Perhaps he was referring to the monstrously wealthy who’ll get big, beautiful tax cuts that will make them even wealthier, though, knee-deep in their billions, they’d be unlikely to actually notice it.
Overhead screamed a flight of warplanes and B-2 stealth jets, the like of which only two weeks ago dumped bunker-buster bombs on Iran. A president who lusts after a Nobel Peace Prize can never have too many warplanes at his White House celebrations.
Prime Minister Anthony Albanese, Victorian Premier Jacinta Allan and NSW’s Chris Minns could take a lesson.
The Albanese government’s decision to grant Woodside an extension to the year 2070 to operate its north-west shelf oil and gas project, despite screams that it endangers ancient Aboriginal rock art and spews pollution into the air?

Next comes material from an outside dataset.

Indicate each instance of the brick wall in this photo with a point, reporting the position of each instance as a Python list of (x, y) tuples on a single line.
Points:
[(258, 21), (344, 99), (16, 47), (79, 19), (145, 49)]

“You won’t even notice it,” Albanese might have said with a fair dollop of truth on his side, given its remote location. “The people are happy, they’re happy.”
And he’d be right, assuming he was talking about Western Australia’s bean counters.
And Melbourne’s stratospherically expensive Suburban Rail Loop?
“You won’t even notice it,” Allan might have said, rather than getting bogged down in endless arguments over whether the thing was even worth doing. It will, after all, be underground.
Say this sort of thing enough times and people will come to believe it.
Trump’s second coming proves it. The man is clearly a stable genius, a lesson to lesser leaders everywhere.